Today is going to be busy. I have plenty of interviews to go over for a white paper, and some research to finish up. Plus, writers group is here tonight. Not only do I need to clean — I need to write something to present.
Behind the scenes here at the blog, I’m busy putting together a list of resources — this one focusing on webinars and training courses. It’s going to be a little different from the 33 Places to Learn New Writing Skills list I made a while back in that I’m focusing on webinars and workshops given by writers, and some of them will have a price tag involved.
That’s when it gets interesting, for the second you put money into the equation, the stakes go up. How do you know that what you’re paying for is something that’s going to give you real value? If you’ve ever paid big bucks (or even small bucks) for a course or workshop that was nothing more than a weak interpretation of the same old stuff you can find online, you know how important it is to vet your options before plunking down cash.
And there is a way to vet your options. Start here:
Get an outline. Your presenter should be giving you an outline of what you can expect. And my rule is the more they charge, the more information they should provide on what you’ll be learning. If your presenter isn’t interested in giving you an outline, spend your money elsewhere.

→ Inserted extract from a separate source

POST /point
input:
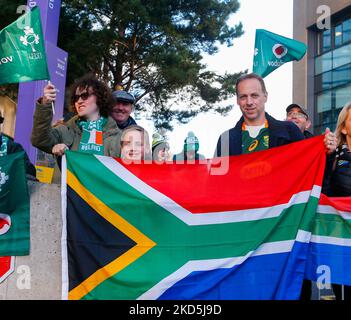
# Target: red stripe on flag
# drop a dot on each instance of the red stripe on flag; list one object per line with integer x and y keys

Get feedback. Don’t rely on testimonials that accompany the sales content — those can be coerced out of attendees too easily. Instead, find a neutral forum or email group and ask. Ask if the content matched the outline, if the presenter was involved, if their questions were answered, and if they had any concerns. Did they feel it was a good way to spend their money?
Look for experience. There are way too many pseudo-experts out there who are intent on selling you something. Yet how much do they really know? Look at their bios. If they’ve been in business a year or less, why are you trusting them with your money? That’s not to say newbies can’t have something valuable to teach — I’ve known one or two I’d learned plenty from. But you have to question how someone with say a year and a half or two years of background can teach you how to market successfully or drive sales through referrals.

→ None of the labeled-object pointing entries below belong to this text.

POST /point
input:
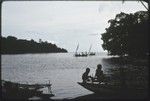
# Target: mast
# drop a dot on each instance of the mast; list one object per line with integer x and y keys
{"x": 90, "y": 49}
{"x": 77, "y": 49}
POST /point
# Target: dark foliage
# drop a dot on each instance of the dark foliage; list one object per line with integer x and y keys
{"x": 127, "y": 35}
{"x": 12, "y": 45}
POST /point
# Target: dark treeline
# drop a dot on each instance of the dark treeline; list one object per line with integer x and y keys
{"x": 127, "y": 35}
{"x": 12, "y": 45}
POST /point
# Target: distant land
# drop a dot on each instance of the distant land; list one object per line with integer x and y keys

Also, look at their resumes. Too many times I’ve come across people selling courses on topics that aren’t even in their area of expertise. If your writer is about to show you how to break in to celebrity magazines, they damn well better have a background in that concentration. Otherwise, the information is coming from where? Answer: probably the Internet. In that case, save yourself some money and do your own research.
Measure responsiveness. So this presenter is promising hands-on, personalized attention. Why not try it out before you commit? Send them a quick note asking something relevant to what the course would include. If you get a response within 24 hours, you have a winner. If you’re sitting there three days later without an answer, let’s hope you’ve found a better alternative already. If not, look for one. That’s not to say the presenter will neglect you based on one email– people can get busy for any number of reasons. If your quick reminder gets no response, move on –there’s a good chance the presenter won’t have time later, either.
Consider the price-to-content ratio. My own exercise includes looking at how many minutes/hours are being offered, how detailed the content is, and how much I’m being asked to pay. Price is a very personal decision, so I can’t tell you if it’s worth it, but if I’m expected to pay hundreds for a 2-hour webinar, it had better be jammed with information.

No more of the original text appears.